Brésil : Le sort des derniers Piripkuras est entre les mains du bolsonarisme

Publié le 15 Septembre 2021

L'ordonnance de protection territoriale des terres autochtones de Piripkura expire le 18 septembre


Manuella Libardi
2 septembre 2021, 12h00


Ce n'était pas encore l'aube lorsque Rita Piripkura et ses proches ont remarqué des étrangers près de leurs terres dans l'État amazonien du Mato Grosso, au Brésil. Au début, son père a cru qu'il s'agissait de singes, mais sa grand-mère avait déjà compris ce qui se passait. Les hommes blancs étaient dans la jungle et ont bientôt commencé leur attaque. Rita se souvient d'avoir été enveloppée dans l'obscurité, étourdie par les moustiques et le vent violent qui soulevait les eaux de la rivière, qu'elle et sa famille ont traversée dans un canoë en bois de jatobá pour s'échapper.

C'était un massacre, qui a probablement eu lieu dans les années 1970. Rita y a perdu neuf membres de sa famille, un événement qu'elle décrit dans une vidéo récemment publiée par Survival International. Depuis lors, seuls deux autres Piripkura, le frère de Rita, Baita, et leur neveu, Tamandua, sont répertoriés, bien qu'il soit possible qu'il y en ait d'autres dans la forêt, comme l'explique la chercheuse de Survival, Sarah Shenker.

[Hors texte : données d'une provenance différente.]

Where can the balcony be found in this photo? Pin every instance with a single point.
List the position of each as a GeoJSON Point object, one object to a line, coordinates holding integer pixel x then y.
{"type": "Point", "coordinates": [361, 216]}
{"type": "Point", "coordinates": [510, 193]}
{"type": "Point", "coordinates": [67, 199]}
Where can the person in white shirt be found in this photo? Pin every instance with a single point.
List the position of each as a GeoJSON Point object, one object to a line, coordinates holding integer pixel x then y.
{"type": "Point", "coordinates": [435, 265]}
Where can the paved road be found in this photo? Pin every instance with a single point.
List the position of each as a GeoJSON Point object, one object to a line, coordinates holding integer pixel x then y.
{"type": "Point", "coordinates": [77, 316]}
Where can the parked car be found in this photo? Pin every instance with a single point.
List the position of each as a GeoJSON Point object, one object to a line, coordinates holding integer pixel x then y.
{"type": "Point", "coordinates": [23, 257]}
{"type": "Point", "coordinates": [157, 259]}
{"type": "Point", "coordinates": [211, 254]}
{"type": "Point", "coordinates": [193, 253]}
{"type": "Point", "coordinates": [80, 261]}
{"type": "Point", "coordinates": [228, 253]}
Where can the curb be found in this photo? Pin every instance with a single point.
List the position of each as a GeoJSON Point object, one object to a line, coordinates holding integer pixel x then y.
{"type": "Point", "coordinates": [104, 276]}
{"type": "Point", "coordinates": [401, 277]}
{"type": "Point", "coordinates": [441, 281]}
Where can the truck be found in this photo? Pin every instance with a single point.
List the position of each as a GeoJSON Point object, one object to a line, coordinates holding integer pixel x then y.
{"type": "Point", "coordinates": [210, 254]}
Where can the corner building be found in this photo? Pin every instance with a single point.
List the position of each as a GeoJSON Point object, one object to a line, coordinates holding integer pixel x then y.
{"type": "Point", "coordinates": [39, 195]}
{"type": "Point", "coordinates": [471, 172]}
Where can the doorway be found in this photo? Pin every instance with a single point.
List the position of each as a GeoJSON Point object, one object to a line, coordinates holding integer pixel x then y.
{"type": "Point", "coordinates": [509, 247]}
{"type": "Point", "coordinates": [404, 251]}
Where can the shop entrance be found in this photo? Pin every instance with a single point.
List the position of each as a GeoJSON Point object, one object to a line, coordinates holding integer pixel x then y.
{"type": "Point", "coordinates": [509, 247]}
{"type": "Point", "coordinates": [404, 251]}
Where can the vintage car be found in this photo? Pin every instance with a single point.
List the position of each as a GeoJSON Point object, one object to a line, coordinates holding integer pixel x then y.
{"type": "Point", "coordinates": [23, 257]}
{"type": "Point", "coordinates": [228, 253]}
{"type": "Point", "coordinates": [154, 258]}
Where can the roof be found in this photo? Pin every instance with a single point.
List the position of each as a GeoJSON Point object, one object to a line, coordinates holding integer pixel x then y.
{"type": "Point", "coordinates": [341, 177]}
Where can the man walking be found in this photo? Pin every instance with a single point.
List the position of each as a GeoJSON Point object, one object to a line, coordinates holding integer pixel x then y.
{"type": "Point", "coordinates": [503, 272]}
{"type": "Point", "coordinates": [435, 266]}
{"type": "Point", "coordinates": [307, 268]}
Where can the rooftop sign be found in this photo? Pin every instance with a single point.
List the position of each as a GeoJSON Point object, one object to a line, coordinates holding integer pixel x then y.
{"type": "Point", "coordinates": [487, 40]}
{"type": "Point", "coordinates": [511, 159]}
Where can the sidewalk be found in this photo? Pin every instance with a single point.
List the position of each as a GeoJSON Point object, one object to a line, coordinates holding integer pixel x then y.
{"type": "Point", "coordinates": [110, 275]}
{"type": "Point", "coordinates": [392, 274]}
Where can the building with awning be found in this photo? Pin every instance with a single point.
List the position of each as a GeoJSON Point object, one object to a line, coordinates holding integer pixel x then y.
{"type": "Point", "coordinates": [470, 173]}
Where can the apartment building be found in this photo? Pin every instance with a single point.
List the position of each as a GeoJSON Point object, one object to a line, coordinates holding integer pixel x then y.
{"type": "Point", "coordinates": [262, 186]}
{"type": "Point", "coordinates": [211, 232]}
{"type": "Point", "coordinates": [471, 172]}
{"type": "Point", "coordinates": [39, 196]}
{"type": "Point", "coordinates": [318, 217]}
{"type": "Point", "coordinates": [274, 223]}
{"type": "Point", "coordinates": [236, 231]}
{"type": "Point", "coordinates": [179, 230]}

Rita est la seule Piripkura à avoir été en contact avec des non-autochtones, un contact qui s'est établi au début des années 1980, lorsqu'elle a été emmenée dans une hacienda voisine pour y travailler comme une esclave, a déclaré Fabrício Amorim, de l'Observatoire des droits de l'homme des peuples autochtones isolés et récemment contactés (Opi).

Lorsqu'elles ont eu connaissance de l'affaire en 1984, les autorités ont recherché Rita, qui avait entre 18 et 23 ans et se trouvait dans la finca depuis au moins un an et demi, selon un rapport établi par l'expert indigène João Carlos de S. Lobato à la demande de la Funai.

La course contre la montre de Rita et de ses proches remonte au cycle du caoutchouc, qui a débuté à la fin des années 1870 et s'est terminé au milieu des années 1940. De nombreux "soldats du caoutchouc" se sont installés sur les rives des rios Branco et Roosevelt, où les affrontements étaient fréquents avec les populations indigènes "qui, essayant de protéger leurs terres de l'invasion croissante des fronts extractifs, les empêchaient d'ouvrir des routes du caoutchouc et d'installer des bureaux à proximité des plantations de caoutchouc", selon le rapport de suivi de Lobato de 1985. En représailles, les exploitants de caoutchouc se sont organisés pour promouvoir des "corridas" contre les indigènes, "écrasant d'innombrables villages et causant de grandes morts parmi ces peuples".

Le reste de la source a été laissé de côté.